Book Plunge: The Story of Reality

What do I think of Greg Koukl’s book published by Zondervan? Let’s plunge into the Deeper Waters and find out.

A story is the highest mark
For the world is a story and every part of it.
And there is nothing that can touch the world,
Or any part of it,
That is not a story. — G.K. Chesterton.

I want to thank Greg Koukl for having Zondervan get in touch with me and send me a copy of his book. Greg is a fine apologist to have on our side and I enjoy his writing. I have heard him speak enough that he’s one of those writers that I can easily picture him reading the book as it were and hear his voice with it.

His writing is very persuasive and this is the big draw I think. Koukl writes in layman terminology and he is someone who you can tell he’s being as honest with you as he can be. When he talks for instance about the language of Heaven not being appealing to him, he means it. He admits this isn’t the fault of Scripture but of his sensitivities.

Koukl is trying to tell a story. It’s the story of reality. He wants you to know that this is not just a story. This isn’t some fairy tale dream. This is an accurate retelling of what the world is really like. It’s also not just the Christian’s story. This is really everyone’s story, no matter what their worldview, because reality belongs to everyone.

He goes through the parts of God, man, Jesus, cross, resurrection. This is a step by step guide, but you won’t find it filled down with hard to understand terminology. The book is entirely friendly to the layman. It would be an ideal book for small groups to use.
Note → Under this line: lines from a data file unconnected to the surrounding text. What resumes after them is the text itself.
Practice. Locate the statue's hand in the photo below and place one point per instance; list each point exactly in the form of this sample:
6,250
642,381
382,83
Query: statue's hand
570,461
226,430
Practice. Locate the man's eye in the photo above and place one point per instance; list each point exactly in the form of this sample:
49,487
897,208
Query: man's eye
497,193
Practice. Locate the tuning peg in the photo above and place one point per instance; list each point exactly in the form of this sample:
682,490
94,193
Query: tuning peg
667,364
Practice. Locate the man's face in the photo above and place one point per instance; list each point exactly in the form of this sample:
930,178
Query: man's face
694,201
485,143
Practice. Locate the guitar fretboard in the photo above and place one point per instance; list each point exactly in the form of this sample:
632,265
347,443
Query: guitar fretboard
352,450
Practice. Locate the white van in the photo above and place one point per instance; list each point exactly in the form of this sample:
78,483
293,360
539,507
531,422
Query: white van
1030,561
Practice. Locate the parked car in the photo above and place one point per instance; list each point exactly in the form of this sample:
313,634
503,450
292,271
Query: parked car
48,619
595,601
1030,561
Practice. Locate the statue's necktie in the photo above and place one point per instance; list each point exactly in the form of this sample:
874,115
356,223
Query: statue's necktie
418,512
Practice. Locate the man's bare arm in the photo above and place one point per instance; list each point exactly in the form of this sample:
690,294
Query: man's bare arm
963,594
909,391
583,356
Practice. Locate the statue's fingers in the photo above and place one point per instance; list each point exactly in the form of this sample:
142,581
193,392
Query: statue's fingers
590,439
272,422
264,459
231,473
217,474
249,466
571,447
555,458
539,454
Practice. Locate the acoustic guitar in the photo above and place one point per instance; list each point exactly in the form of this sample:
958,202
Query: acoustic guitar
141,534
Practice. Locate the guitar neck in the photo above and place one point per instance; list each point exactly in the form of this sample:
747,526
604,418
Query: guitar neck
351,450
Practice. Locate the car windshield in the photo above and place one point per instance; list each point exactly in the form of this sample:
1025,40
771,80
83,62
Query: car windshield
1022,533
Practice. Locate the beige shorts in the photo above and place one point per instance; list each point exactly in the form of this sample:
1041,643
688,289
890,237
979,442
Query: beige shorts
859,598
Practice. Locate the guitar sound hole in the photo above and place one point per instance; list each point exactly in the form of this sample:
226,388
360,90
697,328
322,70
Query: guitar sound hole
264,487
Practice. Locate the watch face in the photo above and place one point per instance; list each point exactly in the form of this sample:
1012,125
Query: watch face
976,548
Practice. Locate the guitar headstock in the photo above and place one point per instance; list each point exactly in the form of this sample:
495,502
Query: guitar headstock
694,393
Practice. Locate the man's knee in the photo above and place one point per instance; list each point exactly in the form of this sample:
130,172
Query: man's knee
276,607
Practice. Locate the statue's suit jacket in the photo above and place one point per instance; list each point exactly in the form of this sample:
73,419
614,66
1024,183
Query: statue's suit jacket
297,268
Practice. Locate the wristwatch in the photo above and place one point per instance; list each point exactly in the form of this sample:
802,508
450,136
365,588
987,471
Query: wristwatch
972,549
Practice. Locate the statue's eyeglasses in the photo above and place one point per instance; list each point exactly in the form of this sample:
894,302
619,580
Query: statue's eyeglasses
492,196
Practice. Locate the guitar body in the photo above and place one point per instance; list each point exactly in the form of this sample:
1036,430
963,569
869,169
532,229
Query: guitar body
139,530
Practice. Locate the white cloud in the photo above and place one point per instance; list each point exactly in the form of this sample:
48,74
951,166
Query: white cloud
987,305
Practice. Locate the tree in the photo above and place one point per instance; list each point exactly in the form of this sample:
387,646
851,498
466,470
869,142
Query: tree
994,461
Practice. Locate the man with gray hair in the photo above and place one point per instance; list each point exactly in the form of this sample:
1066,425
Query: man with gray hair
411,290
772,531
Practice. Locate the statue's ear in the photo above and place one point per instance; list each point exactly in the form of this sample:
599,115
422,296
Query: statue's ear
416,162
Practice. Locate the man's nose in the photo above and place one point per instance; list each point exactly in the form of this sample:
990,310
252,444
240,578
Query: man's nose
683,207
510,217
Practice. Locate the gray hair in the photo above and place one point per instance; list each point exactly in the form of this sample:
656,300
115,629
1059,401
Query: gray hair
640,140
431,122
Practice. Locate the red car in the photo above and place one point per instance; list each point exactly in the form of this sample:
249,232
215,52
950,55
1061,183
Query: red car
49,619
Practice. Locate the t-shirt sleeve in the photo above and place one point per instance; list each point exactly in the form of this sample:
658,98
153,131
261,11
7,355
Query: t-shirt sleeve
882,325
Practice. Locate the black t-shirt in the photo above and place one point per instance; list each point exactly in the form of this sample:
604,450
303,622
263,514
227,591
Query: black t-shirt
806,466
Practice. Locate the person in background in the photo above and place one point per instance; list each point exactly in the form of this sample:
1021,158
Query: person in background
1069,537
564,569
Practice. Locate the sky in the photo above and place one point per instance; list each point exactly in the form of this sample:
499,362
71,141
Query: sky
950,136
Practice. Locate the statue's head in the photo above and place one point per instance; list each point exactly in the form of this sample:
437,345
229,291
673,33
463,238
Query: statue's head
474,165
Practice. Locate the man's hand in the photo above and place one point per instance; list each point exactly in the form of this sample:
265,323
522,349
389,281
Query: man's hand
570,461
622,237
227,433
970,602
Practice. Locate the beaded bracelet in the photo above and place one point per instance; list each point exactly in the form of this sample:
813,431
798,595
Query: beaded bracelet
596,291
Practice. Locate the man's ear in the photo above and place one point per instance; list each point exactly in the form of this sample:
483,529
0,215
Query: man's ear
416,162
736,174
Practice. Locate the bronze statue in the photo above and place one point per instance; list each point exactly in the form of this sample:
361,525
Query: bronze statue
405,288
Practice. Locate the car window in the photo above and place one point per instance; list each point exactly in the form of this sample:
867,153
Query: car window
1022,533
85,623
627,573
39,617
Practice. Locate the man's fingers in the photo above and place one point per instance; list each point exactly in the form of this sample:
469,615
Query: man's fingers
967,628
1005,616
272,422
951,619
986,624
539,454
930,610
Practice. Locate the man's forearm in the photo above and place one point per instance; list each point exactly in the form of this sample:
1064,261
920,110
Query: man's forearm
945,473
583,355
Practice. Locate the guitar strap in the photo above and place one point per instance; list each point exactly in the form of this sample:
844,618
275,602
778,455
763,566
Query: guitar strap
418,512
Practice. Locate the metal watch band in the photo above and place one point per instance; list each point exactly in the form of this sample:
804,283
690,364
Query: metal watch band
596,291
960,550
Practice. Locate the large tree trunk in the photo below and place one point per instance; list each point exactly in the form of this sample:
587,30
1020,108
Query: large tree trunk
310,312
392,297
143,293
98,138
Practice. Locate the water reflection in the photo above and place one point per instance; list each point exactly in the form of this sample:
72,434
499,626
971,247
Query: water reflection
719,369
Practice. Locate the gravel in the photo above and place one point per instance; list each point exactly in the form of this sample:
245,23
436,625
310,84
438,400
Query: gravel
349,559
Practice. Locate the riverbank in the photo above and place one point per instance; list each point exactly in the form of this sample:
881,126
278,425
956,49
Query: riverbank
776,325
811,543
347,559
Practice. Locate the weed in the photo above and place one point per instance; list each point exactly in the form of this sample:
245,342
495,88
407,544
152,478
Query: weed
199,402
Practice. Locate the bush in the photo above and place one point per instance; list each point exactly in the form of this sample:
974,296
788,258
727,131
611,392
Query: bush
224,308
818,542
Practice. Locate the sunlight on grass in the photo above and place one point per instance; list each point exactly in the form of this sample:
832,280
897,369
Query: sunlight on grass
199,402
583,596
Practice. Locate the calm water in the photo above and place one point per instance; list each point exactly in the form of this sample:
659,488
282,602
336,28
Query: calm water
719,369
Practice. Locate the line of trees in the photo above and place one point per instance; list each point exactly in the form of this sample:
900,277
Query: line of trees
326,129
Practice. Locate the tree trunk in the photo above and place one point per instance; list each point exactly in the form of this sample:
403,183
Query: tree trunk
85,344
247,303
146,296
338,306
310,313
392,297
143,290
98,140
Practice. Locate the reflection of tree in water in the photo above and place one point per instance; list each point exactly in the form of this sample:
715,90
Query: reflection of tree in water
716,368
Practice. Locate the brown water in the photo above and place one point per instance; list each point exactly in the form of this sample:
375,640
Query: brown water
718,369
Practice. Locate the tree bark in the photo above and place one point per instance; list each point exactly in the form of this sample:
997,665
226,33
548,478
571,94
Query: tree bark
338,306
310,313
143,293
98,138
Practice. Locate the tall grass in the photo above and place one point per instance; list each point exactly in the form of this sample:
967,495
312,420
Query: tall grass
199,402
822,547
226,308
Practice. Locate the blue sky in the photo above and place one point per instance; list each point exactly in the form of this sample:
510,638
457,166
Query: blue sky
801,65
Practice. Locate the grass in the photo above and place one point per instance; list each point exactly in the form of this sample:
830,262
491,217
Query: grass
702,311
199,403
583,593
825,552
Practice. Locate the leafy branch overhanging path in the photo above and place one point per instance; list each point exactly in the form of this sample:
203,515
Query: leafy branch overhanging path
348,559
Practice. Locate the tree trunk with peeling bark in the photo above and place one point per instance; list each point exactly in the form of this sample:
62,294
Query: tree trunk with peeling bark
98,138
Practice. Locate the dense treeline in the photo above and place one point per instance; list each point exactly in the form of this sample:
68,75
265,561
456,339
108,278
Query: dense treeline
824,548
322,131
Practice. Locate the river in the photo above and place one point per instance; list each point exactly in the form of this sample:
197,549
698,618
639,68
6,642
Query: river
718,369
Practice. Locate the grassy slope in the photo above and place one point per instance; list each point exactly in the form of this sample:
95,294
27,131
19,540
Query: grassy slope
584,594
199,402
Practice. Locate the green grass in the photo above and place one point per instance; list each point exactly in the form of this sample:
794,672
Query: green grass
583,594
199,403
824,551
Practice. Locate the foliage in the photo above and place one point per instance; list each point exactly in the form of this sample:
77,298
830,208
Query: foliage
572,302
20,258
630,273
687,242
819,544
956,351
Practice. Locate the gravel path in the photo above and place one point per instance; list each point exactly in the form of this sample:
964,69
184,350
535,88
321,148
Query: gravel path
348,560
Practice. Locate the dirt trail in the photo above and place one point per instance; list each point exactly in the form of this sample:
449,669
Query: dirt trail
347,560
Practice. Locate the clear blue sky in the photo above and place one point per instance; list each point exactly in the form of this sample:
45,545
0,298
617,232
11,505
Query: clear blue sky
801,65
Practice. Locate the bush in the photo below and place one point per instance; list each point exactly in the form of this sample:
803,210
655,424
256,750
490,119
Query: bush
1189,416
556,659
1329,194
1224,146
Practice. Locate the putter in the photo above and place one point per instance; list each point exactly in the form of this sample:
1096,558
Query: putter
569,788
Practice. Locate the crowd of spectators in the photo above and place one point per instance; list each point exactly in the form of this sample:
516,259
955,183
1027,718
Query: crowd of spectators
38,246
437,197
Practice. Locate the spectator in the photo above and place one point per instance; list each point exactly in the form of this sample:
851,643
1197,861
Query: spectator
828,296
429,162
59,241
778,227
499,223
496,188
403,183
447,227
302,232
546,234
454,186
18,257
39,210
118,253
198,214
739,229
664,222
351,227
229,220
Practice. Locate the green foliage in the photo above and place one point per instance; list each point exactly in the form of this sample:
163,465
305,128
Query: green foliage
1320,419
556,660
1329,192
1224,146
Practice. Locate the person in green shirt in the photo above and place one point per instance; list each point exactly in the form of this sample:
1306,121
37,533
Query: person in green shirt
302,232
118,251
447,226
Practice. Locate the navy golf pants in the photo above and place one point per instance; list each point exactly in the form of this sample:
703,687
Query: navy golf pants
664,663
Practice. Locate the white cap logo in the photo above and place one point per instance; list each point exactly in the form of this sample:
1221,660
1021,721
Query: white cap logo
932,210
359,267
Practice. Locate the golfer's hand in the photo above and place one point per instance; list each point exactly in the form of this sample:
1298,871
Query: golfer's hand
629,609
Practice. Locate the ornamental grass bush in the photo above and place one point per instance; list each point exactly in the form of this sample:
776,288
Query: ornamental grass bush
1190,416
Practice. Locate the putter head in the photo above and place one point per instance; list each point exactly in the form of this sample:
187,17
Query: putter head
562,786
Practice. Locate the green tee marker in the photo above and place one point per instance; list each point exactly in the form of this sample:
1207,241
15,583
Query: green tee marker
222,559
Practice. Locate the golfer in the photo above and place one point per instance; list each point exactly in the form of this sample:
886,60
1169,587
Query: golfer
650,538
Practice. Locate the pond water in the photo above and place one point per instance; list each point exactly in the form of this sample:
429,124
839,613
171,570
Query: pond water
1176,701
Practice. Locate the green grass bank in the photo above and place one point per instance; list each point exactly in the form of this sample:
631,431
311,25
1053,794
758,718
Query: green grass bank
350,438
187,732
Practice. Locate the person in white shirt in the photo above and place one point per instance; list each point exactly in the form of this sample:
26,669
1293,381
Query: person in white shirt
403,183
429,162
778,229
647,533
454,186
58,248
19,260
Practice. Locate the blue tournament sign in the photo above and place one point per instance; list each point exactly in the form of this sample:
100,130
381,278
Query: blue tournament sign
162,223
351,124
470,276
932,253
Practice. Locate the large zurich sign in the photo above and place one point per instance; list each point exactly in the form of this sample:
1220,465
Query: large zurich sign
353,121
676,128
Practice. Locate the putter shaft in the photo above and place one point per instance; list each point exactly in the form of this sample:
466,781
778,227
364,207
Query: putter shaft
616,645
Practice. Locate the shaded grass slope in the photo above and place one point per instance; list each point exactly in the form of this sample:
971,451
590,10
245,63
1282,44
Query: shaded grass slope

Koukl’s way of telling the story is as I have indicated, down to Earth. When you read a work by Koukl, it’s like you’re really there having a conversation with the author. You could easily picture that the book was written just for you. I think even if you were a non-Christian, you would not find this book threatening. Koukl doesn’t hold back and doesn’t disguise his motives. When he talks about Hell for instance, he says that some readers might think he’s trying to scare them. They’re right. He is. He doesn’t deny that.

While I liked all of this, it’s time to get to some points that I would like to see changed for future additions.

The first is that the God section was way too short. Not only that, there wasn’t really much about God in it. I agree that the atheist objection of “Who created God?” doesn’t understand God, but nowadays, people will say “If you can believe in an eternal God, why can’t I go with an eternal universe? At least we know it’s there.” I think we need to show why God is not something like this.

I also don’t think Israel was mentioned once and if it was, there was nothing in-depth about Israel. Too often in our story of the Bible, we go straight from the fall to Jesus and yet, I think all that stuff in the middle about Israel is important. I would like to see how they fit into Koukl’s telling of the story.

Finally, Koukl is right that in approaching the Bible, we need to think like a Middle Eastern Jew, and I think much of the book needs to also be able to have an Eastern audience in mind. When we write about the Bible, we tell the story in guilt and innocence. Jesus’s original audience and Eastern audiences today would understand it in honor and shame. I wonder if Koukl would tell the story for that people in that way also. I think it would only deepen the story.

Still, this is a great book for evangelism. Give it to a non-Christian friend and let them discuss it. Perhaps Koukl should consider a study guide for small groups to use, maybe even something downloadable from STR.

I enjoyed the book and I give it my endorsement.